The door opened quickly after the knock and a hand with hairy knuckles held it partially closed as though Kate Turpin might be a horde of incontinent and muddy youth soccer players.
“Kelp you,” the deep voice behind the door belonging to the head attached to the body attached to the arm with the hirsute digits said.
The voice more than likely meant “Can I help you?” but most Americans are so lazy now that they’ll contract anything.
It was too late. Kate heard “kelp” and imagined herself in a tropical paradise somewhere, commingling with seaweed rather than being on a freezing porch, campaigning for a political candidate that had less of a chance of winning against the incumbent, “Teflon Travis” Mertline than a unicyclist has of winning a mountain bike race.
“Hi, good afternoon,” Kate said after an awkward silence while she was fantasizing about herself in the warm seas of an island named after a saint for whom their sainthood could only have been for the creation of such an island.
“I’m Kate, representing Avery Willitz for State Senate.”
“Is he gonna get my insulin price cut in half?”
“She,” Kate said, stepping on the pronoun but not enough for her own liking, “is in favor of reduced prescription costs for seniors and-”
The door flew open.
The man in the doorway was shirtless, and the hairy knuckles were only the opening credits to a full feature length film on men who have defied evolution and kept hair jutting from every conceivable pore.
Kate held her tongue against her top row of teeth, hoping that would keep her face from dissolving into a horrified reaction.
It worked, mostly, except saliva shot involuntarily from under her tongue and landed on the man’s arm hair, glistening like some sort of clear pollen in a documentary on moths attempting to pollinate cryptids.

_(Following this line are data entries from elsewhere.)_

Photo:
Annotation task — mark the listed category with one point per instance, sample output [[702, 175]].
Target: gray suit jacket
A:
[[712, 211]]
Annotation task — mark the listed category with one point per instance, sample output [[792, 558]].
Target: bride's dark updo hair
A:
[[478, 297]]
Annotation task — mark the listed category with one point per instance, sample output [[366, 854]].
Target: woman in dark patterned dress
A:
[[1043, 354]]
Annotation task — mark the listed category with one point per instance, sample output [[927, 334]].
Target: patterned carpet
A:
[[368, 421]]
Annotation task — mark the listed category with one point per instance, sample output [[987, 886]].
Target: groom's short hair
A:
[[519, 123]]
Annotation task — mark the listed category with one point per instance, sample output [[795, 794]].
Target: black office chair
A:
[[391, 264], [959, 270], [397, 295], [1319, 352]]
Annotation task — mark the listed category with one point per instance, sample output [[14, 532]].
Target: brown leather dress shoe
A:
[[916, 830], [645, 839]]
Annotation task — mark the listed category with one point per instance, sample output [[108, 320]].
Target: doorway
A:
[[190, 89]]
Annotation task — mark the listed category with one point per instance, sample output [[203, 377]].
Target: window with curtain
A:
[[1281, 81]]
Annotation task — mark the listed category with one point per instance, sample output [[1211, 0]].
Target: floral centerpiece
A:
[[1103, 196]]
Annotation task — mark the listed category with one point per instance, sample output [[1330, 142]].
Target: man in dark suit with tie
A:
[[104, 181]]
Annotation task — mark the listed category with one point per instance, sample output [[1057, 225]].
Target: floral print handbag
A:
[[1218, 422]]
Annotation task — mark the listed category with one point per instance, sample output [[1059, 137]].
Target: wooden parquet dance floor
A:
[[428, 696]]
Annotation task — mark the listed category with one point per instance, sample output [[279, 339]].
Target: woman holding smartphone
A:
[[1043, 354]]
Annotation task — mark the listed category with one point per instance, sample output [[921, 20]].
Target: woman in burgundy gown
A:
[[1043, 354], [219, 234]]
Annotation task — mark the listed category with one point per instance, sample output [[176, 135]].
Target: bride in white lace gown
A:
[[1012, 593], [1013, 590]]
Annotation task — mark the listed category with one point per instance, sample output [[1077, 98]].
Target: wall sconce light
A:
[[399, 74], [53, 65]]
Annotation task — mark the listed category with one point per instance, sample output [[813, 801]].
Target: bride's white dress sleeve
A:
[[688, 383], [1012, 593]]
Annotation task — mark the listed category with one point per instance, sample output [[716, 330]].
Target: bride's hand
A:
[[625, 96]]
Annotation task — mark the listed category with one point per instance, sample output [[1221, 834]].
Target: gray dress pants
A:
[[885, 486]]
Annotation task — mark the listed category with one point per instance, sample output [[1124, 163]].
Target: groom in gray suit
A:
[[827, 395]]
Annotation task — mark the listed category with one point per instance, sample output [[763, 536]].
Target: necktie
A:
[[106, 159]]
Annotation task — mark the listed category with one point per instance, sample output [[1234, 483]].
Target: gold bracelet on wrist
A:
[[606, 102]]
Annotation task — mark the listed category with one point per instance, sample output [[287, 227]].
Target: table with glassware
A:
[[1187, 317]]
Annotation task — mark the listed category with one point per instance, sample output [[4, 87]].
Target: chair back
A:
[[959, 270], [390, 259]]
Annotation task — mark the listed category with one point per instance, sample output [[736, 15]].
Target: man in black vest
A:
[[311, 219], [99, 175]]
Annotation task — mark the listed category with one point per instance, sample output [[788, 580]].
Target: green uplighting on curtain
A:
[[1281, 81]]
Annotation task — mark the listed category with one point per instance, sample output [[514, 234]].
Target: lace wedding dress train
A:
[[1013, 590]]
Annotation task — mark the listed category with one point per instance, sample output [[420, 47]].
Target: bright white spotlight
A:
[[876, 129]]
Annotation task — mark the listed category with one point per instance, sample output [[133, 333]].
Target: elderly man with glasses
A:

Kate stared at her own saliva in horror.
As she cleared her throat to apologize, praying to one of the saints named after one of the islands she was dreaming about that the man wasn’t shedding and she wouldn’t inhale a web of follicles, the man said “Do I look like an old person to you? I won’t be 52 until March 33rd.”
Kate said “No, you look–”
The man’s eyes lowered.
The Broca’s Area of Kate’s brain was primed and ready to say “just fine,” when she knew that probably wasn’t going to suffice.
Of course, that slight pump of the lingual brakes was enough for the Sasquatchian resident to wonder if she was going to make some less than humorous remark about his appearance.
Then Kate’s brain processed “March 33rd,” and that burning question got in the way of her enunciating anything.
The man crossed his arms defiantly, like he wanted to hear Kate say the dumbest thing possible.
The words that left Kate’s mouth were “...like my Uncle Mike.”
The man turned his head as though he hadn’t heard her.
Kate took her stack of Avery Willitz platform pamphlets and shifted them in her arms, ready to hand the man one and jump from the porch.
He said: “Your Uncle has hypertrichosis? Mike? Is Mike Peterson your Uncle?”
Kate’s head bobbed up and down yes, emphatically, nearly orgasmically yes.
“Mike is the rock of our support group, young lady! A shining light in our world. A god amongst pathologically hirsute men! Who did you say you represent?”
“Avery Willitz,” Kate said, stammering the first syllable so many times no sane author transcribing her words would bother trying to re-create the repetitions.
The man reached for Kate’s pamphlets.
He took the entire stack.
“Well, young lady, it’s nice to finally meet you. Mike thinks the world of you. I’ll spread the good word about Mister Willitz for you.”
Kate exhaled, but didn’t take it any farther, didn’t attempt to form words.
“You have a nice day now,” the man said. He began to close the door as Kate stepped backwards off the porch.
He stopped. “You know your Uncle Mike and I share a birthday.”
Kate smiled and waved as though she had been treated to lunch and a movie.
She didn’t have an Uncle Mike, she didn’t know why she said it, she was relieved of her campaign literature, she had to pee, and she wasn’t exactly sure where she parked her car.
***
Wow!
That ending!
Brilliant (and hirsute)!
Well now, that was a hairy little adventure. I'll be smiling till March 33rd.